Target folk get kitted up for a frightening evening of friendly home invasions. What a jolly time of year.

By Jennifer Horn from Stimulant

“It was not a black tie event. There was no polite talk,” said Target’s founder Noel O’Dea in an e-mail following the agency’s raucous holiday shindig on Canada’s easternmost province. And based on the wild snapshots filed to us by Target this week, we’d have to agree with advertising’s most jolly fella: “This was not the Carlu.”

O’Dea, coined the “Chief Mummering Officer (CMO)” for the evening, led his 60-person team on an uproarious rampage last weekend, all in the name of a quirky Newfoundland and Labrador tradition.

You see, for those (like this Stim writer, who has the excuse of being a new-ish, first-gen Canadian) unfamiliar with the act of “mummering,” here’s a cheat sheet:

First, you forget all common dress sense and place upon your body a range of items from frightening masks to multi-coloured skirts, shirts and shoes; then, your new unidentified self must attempt to enter neighbouring homes and, if let in, proceed to play music, dance, jest and perform; finally, if your audience can correctly ID you, the disguise may come off and the socializing can begin (or you can travel as a mummering group to the next unsuspecting home).

“Everyone wanted a highly creative and fun experience versus the usual ‘best practice’ of a plastic manufactured experience in Salon A of some hotel,” said O’Dea. “We never hire resumes.
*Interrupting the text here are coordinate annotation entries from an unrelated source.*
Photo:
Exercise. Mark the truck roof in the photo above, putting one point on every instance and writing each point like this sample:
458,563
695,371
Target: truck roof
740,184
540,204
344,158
We hire people. Real people, not Kardashians. Because they’re a lot more fun at Christmas parties.”

It’s off-the-wall ridiculous, and utterly brilliant. How the centuries-old tradition (celebrating 200 years in 2019!) was once banned is a mystery.

Published by Stimulant 21 December 2018

Underwear becomes outerwear as we go Mummering along the oldest street in North America.